A Anthropic busca restabelecer o diálogo com o Departamento de Defesa dos EUA (DOD) para definir limites éticos no uso militar de sua Inteligência Artificial, após o colapso de um contrato de US$ 200 milhões.

Apesar do rompimento recente, o CEO da Anthropic, Dario Amodei, estaria tentando renegociar os termos com oficiais do Pentágono. O conflito original surgiu porque a empresa se recusou a conceder acesso irrestrito à sua tecnologia, temendo que ela fosse utilizada para fins que violassem seus princípios de segurança. Enquanto o governo optou por fechar um acordo alternativo com a OpenAI, a retomada das conversas sugere um esforço para encontrar um meio-termo que permita a continuidade da colaboração técnica sem comprometer a integridade ética da startup.

O Impasse Ético entre a Anthropic e o Departamento de Defesa

O ponto de ruptura nas negociações foi uma cláusula que permitia ao exército utilizar a IA para "qualquer uso legal". Amodei expressou preocupações severas de que essa definição vaga abriria portas para a vigilância em massa doméstica ou o desenvolvimento de armas autônomas. A Anthropic insistiu que o contrato deveria proibir explicitamente tais práticas, uma exigência que o Pentágono rejeitou antes de migrar para os serviços da OpenAI.

Esta disputa gerou uma troca pública de hostilidades. Oficiais envolvidos nas negociações chegaram a rotular Amodei como um executivo de difícil trato, enquanto o CEO defendeu sua posição em comunicações internas, criticando a postura da concorrência e do governo. Segundo Amodei:

"A principal razão pela qual a OpenAI aceitou o acordo e nós não, é que eles se preocuparam em apaziguar funcionários, enquanto nós realmente nos preocupamos em prevenir abusos."

Acusações de "Teatro de Segurança" e Riscos de Mercado

Amodei descreveu o acordo firmado entre o Pentágono e a OpenAI como um "teatro de segurança", alegando que as promessas de proteção feitas na nova parceria seriam enganosas. Por outro lado, o Secretário de Defesa, Pete Hegseth, ameaçou classificar a Anthropic como um "risco à cadeia de suprimentos". Se concretizada, essa medida poderia banir a empresa de qualquer contrato com entidades que possuam negócios com os militares dos EUA, um tipo de sanção normalmente reservada a potências estrangeiras adversárias.

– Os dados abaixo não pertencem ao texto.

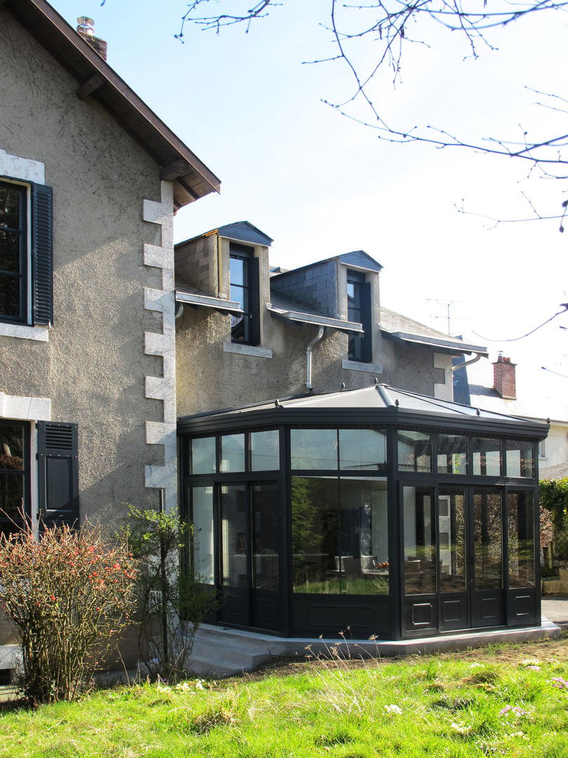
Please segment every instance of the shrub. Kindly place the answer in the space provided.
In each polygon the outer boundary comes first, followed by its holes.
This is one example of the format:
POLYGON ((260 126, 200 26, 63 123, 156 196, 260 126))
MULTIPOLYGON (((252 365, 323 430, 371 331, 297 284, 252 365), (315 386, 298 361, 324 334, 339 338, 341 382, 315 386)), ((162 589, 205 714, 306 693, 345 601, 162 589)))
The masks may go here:
POLYGON ((130 506, 123 534, 138 560, 139 651, 150 674, 170 682, 186 676, 199 625, 215 605, 212 587, 193 571, 193 525, 176 514, 130 506))
POLYGON ((134 562, 100 528, 28 524, 0 538, 0 601, 19 628, 22 685, 33 705, 74 699, 128 622, 134 562))

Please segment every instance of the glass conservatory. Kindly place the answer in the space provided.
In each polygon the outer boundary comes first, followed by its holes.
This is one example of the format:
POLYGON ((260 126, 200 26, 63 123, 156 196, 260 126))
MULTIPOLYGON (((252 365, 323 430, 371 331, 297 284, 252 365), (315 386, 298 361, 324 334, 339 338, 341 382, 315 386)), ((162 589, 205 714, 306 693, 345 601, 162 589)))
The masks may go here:
POLYGON ((379 640, 540 624, 546 424, 374 385, 178 432, 211 621, 379 640))

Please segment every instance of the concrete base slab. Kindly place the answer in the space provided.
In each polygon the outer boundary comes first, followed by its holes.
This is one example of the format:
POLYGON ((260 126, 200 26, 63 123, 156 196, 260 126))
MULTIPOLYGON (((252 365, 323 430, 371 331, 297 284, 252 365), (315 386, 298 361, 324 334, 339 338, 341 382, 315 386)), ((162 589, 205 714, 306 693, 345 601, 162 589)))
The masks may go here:
POLYGON ((560 631, 560 627, 545 617, 538 627, 476 630, 439 637, 386 641, 271 637, 204 624, 195 635, 189 669, 194 674, 229 676, 251 671, 270 658, 279 656, 297 656, 300 659, 307 656, 329 656, 332 648, 343 657, 382 658, 461 650, 503 642, 554 638, 559 637, 560 631))

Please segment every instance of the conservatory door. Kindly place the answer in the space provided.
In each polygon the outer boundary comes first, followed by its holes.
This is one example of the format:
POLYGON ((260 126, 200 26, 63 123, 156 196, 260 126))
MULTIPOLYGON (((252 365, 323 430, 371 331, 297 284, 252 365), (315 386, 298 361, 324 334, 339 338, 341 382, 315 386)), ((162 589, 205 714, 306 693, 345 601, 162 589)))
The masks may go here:
POLYGON ((273 482, 218 488, 220 620, 279 628, 278 507, 273 482))

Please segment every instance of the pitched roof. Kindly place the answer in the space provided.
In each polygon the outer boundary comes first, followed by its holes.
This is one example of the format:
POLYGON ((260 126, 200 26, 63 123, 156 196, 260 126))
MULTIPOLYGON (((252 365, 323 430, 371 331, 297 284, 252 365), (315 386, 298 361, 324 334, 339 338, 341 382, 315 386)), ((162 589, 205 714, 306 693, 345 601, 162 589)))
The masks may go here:
POLYGON ((0 0, 78 83, 136 139, 173 183, 176 208, 219 192, 220 182, 46 0, 0 0))

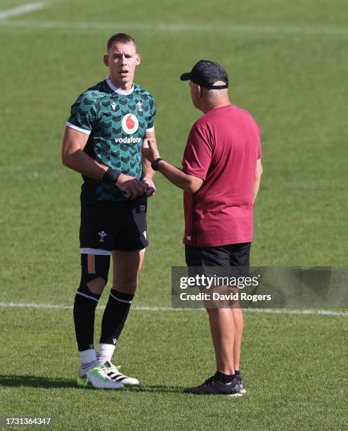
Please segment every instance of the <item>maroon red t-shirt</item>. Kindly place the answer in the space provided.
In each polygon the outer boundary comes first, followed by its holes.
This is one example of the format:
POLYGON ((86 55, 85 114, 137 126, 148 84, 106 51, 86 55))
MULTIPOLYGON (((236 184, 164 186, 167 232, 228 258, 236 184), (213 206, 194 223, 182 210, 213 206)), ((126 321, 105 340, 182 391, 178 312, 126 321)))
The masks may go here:
POLYGON ((260 131, 236 105, 210 111, 192 127, 183 171, 203 180, 183 192, 187 245, 205 247, 252 241, 252 198, 260 131))

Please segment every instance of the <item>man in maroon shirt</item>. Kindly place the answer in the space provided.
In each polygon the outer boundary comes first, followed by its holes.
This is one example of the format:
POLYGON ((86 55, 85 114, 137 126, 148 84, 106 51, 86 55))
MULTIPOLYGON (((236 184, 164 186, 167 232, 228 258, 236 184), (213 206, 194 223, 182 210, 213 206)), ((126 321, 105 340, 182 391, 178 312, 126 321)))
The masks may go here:
MULTIPOLYGON (((248 268, 253 204, 262 173, 259 127, 248 112, 230 103, 228 78, 219 64, 201 60, 181 79, 190 81, 193 105, 204 113, 191 130, 183 169, 161 159, 153 139, 145 139, 143 154, 153 169, 184 190, 187 266, 248 268)), ((239 372, 242 309, 236 304, 205 305, 217 373, 185 392, 240 396, 245 392, 239 372)))

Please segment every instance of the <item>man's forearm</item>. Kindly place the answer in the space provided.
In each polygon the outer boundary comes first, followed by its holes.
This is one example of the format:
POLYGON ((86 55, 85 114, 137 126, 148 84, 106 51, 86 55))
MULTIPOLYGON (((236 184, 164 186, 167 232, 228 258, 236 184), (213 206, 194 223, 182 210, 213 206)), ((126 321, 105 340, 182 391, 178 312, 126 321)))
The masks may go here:
POLYGON ((146 177, 146 178, 149 178, 151 180, 155 174, 155 171, 151 168, 151 163, 148 161, 148 160, 146 160, 146 158, 143 158, 142 163, 143 177, 146 177))

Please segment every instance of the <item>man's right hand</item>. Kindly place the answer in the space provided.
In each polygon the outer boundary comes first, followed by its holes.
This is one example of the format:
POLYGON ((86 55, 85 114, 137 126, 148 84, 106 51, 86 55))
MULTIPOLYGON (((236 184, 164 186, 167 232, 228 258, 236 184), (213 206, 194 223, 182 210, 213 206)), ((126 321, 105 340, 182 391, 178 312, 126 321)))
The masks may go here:
POLYGON ((141 182, 138 178, 120 174, 116 181, 116 185, 124 193, 124 196, 128 198, 136 198, 143 194, 148 187, 146 185, 141 182))

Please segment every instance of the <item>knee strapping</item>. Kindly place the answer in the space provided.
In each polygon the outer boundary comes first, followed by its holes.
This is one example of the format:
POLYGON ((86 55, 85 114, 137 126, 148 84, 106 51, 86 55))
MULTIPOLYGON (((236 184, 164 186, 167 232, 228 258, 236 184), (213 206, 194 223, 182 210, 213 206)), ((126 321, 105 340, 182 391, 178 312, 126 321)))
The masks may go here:
POLYGON ((108 282, 110 256, 81 255, 81 282, 78 292, 100 296, 108 282))

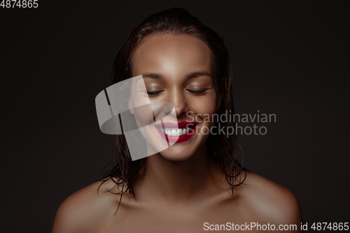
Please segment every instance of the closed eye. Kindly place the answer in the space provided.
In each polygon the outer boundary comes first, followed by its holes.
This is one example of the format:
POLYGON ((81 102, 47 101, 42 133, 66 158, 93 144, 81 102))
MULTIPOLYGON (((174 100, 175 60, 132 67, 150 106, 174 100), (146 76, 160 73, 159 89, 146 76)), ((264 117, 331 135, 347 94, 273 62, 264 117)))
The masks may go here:
POLYGON ((188 90, 188 92, 193 93, 193 94, 204 94, 205 92, 206 92, 207 89, 202 89, 202 90, 188 90))
POLYGON ((158 95, 158 94, 162 92, 163 90, 160 90, 160 91, 155 91, 155 92, 150 92, 150 91, 147 91, 147 94, 149 95, 149 96, 156 96, 158 95))

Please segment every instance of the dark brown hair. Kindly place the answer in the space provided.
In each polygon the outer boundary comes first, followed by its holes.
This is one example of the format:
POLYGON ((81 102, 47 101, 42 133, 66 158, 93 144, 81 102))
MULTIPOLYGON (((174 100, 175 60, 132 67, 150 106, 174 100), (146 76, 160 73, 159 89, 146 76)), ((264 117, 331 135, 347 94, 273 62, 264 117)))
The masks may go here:
MULTIPOLYGON (((147 36, 164 34, 188 34, 199 38, 206 43, 212 52, 216 79, 214 83, 218 84, 218 92, 221 96, 221 105, 217 114, 234 114, 231 83, 232 75, 228 50, 216 32, 204 25, 183 8, 174 8, 151 15, 132 31, 127 42, 120 48, 114 59, 112 84, 132 77, 130 62, 133 52, 147 36)), ((215 129, 218 129, 217 125, 216 122, 215 129)), ((234 127, 234 122, 224 122, 220 125, 226 129, 234 127)), ((234 187, 244 181, 244 179, 239 178, 242 171, 238 160, 241 150, 236 134, 225 135, 218 134, 218 131, 214 130, 214 134, 207 139, 208 154, 226 174, 233 195, 234 187)), ((104 181, 112 179, 116 185, 122 185, 122 190, 119 192, 122 195, 121 197, 127 191, 134 196, 134 184, 139 178, 140 171, 144 167, 147 158, 132 161, 124 135, 116 135, 116 149, 115 155, 109 165, 112 168, 104 175, 104 181)))

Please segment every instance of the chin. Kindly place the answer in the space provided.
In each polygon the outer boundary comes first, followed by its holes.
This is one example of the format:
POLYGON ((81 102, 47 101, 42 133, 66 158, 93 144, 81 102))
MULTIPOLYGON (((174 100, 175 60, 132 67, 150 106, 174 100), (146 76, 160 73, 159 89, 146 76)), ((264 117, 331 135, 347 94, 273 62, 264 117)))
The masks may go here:
POLYGON ((160 152, 160 154, 164 159, 172 161, 187 160, 193 155, 193 153, 184 153, 183 150, 176 150, 174 148, 169 148, 160 152))

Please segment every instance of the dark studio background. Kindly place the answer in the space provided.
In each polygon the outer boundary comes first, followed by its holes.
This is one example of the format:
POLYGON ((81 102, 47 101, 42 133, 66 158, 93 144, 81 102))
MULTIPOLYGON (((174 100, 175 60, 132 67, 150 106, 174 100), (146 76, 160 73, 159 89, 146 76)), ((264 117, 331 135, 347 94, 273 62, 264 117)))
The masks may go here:
MULTIPOLYGON (((49 232, 59 204, 115 151, 94 98, 150 13, 183 7, 230 52, 237 113, 276 114, 241 137, 244 167, 290 190, 309 229, 350 222, 346 1, 44 1, 0 8, 2 232, 49 232)), ((253 126, 253 123, 244 126, 253 126)), ((312 232, 312 230, 309 230, 312 232)))

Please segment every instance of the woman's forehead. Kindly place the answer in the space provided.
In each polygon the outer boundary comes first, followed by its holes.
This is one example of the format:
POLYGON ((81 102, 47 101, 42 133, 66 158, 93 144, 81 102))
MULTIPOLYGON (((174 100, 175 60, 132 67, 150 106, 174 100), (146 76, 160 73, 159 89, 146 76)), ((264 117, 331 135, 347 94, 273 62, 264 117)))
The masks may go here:
POLYGON ((186 34, 153 35, 134 51, 133 76, 160 73, 164 76, 193 71, 211 73, 211 51, 201 39, 186 34))

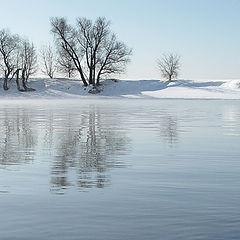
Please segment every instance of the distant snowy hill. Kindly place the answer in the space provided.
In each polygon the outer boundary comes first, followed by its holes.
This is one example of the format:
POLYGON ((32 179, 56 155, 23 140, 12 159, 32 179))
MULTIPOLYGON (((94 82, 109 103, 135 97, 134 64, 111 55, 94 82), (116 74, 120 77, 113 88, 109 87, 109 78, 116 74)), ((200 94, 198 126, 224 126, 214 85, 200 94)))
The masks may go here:
POLYGON ((35 92, 18 92, 15 81, 10 89, 0 88, 0 99, 6 98, 182 98, 182 99, 240 99, 240 80, 193 81, 175 80, 105 80, 99 93, 91 94, 92 87, 84 87, 77 79, 32 79, 29 86, 35 92))

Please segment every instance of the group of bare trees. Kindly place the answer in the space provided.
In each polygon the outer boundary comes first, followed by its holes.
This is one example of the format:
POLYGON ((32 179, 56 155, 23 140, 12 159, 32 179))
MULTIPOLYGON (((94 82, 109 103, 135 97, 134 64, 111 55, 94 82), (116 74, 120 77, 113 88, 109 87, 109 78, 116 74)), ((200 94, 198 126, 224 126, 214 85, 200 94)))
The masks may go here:
MULTIPOLYGON (((41 70, 50 78, 56 72, 69 78, 79 73, 85 86, 98 85, 104 76, 123 72, 130 61, 131 49, 118 41, 104 17, 94 22, 78 18, 75 26, 65 18, 52 18, 51 32, 54 46, 46 44, 40 52, 41 70)), ((6 29, 0 30, 0 67, 4 90, 8 90, 8 82, 13 78, 18 90, 29 90, 26 82, 37 72, 35 46, 6 29)))
MULTIPOLYGON (((40 52, 41 70, 50 78, 56 72, 68 78, 78 73, 84 86, 95 86, 110 74, 122 73, 130 61, 132 50, 117 39, 110 29, 110 22, 104 17, 95 21, 77 18, 75 25, 69 24, 65 18, 54 17, 50 23, 54 45, 46 44, 40 52)), ((158 60, 164 78, 171 81, 178 76, 179 60, 176 54, 165 54, 158 60)), ((37 72, 37 66, 33 43, 6 29, 0 30, 0 68, 4 90, 8 90, 11 79, 16 79, 19 91, 33 90, 26 83, 37 72)))
POLYGON ((0 67, 4 75, 4 90, 8 90, 8 81, 14 77, 18 90, 32 90, 27 88, 26 82, 37 71, 37 53, 33 43, 6 29, 0 30, 0 67), (20 73, 22 89, 19 83, 20 73))
POLYGON ((104 75, 123 72, 130 61, 131 49, 117 40, 104 17, 95 22, 78 18, 75 26, 55 17, 51 32, 62 71, 69 76, 78 72, 85 86, 98 85, 104 75))

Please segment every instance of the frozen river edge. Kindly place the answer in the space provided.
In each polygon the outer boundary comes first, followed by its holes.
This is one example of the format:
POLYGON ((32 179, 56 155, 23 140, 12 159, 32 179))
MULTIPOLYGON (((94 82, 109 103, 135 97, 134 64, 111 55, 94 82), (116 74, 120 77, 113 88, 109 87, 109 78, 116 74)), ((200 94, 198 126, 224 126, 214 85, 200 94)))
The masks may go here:
MULTIPOLYGON (((1 83, 1 82, 0 82, 1 83)), ((19 92, 16 83, 9 90, 0 89, 0 99, 66 98, 156 98, 156 99, 240 99, 240 80, 105 80, 97 94, 83 87, 79 79, 31 79, 35 92, 19 92)))

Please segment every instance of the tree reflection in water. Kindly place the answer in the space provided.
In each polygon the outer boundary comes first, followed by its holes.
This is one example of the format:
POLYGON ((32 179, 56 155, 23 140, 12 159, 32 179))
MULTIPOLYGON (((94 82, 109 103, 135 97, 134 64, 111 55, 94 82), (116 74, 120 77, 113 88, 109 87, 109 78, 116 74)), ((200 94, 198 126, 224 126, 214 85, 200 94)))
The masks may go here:
POLYGON ((57 134, 51 191, 62 193, 74 185, 72 171, 76 172, 76 185, 80 190, 103 188, 109 182, 108 170, 123 166, 118 159, 126 153, 129 139, 119 119, 108 113, 92 105, 79 115, 69 114, 64 118, 64 128, 57 134))
POLYGON ((27 163, 34 158, 37 133, 26 109, 2 108, 0 118, 0 164, 27 163))
POLYGON ((176 116, 164 116, 160 120, 160 135, 170 147, 178 142, 178 119, 176 116))

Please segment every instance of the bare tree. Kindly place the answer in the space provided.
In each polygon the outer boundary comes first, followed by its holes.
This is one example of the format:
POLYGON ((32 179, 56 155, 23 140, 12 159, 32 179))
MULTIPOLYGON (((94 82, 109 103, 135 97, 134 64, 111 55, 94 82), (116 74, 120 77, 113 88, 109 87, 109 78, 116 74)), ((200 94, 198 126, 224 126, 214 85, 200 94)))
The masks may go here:
POLYGON ((29 77, 37 72, 36 48, 29 40, 22 40, 20 57, 23 82, 25 84, 29 77))
POLYGON ((84 85, 99 84, 103 75, 125 70, 131 50, 117 41, 104 17, 95 22, 78 18, 76 28, 64 18, 52 18, 51 25, 58 49, 72 58, 84 85))
POLYGON ((57 58, 57 70, 68 78, 74 77, 77 71, 72 58, 64 49, 59 49, 57 58))
POLYGON ((83 58, 83 52, 79 49, 76 31, 72 28, 65 18, 52 18, 51 19, 52 33, 55 36, 58 49, 63 50, 73 61, 77 71, 80 74, 82 82, 85 86, 88 85, 86 77, 83 72, 81 60, 83 58))
POLYGON ((173 78, 178 77, 180 69, 180 56, 173 53, 163 54, 158 59, 158 67, 162 73, 162 77, 172 81, 173 78))
POLYGON ((47 45, 42 46, 41 57, 43 61, 42 72, 48 75, 50 78, 53 78, 54 73, 57 70, 57 63, 56 54, 51 44, 48 43, 47 45))
POLYGON ((0 31, 0 54, 2 55, 2 70, 4 72, 3 89, 8 90, 8 79, 14 74, 19 64, 19 43, 18 35, 11 34, 8 30, 0 31))

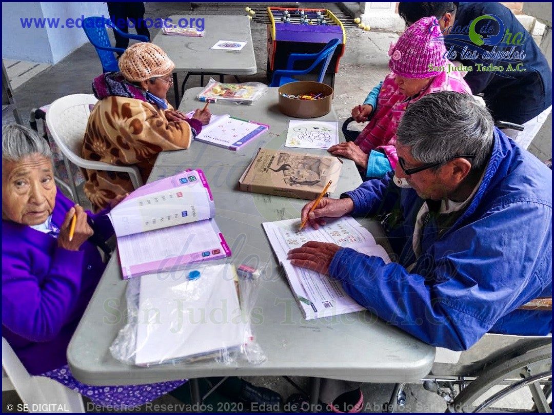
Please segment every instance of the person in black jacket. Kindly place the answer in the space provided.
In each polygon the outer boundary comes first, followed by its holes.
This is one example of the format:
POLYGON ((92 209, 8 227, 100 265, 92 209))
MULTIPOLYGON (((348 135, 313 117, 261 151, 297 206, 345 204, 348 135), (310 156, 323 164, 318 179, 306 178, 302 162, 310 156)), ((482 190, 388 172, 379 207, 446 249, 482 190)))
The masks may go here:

Mesmo com o clima de tensão, um compromisso ainda é visto como vantajoso para ambos os lados. O Pentágono já integra tecnologias da Anthropic em seus fluxos de trabalho, e uma transição abrupta para novos sistemas poderia gerar instabilidade operacional. Para a Anthropic, manter uma relação com o setor de defesa é estrategicamente importante, desde que as salvaguardas contra o uso indevido da IA generativa sejam respeitadas e formalizadas em contrato.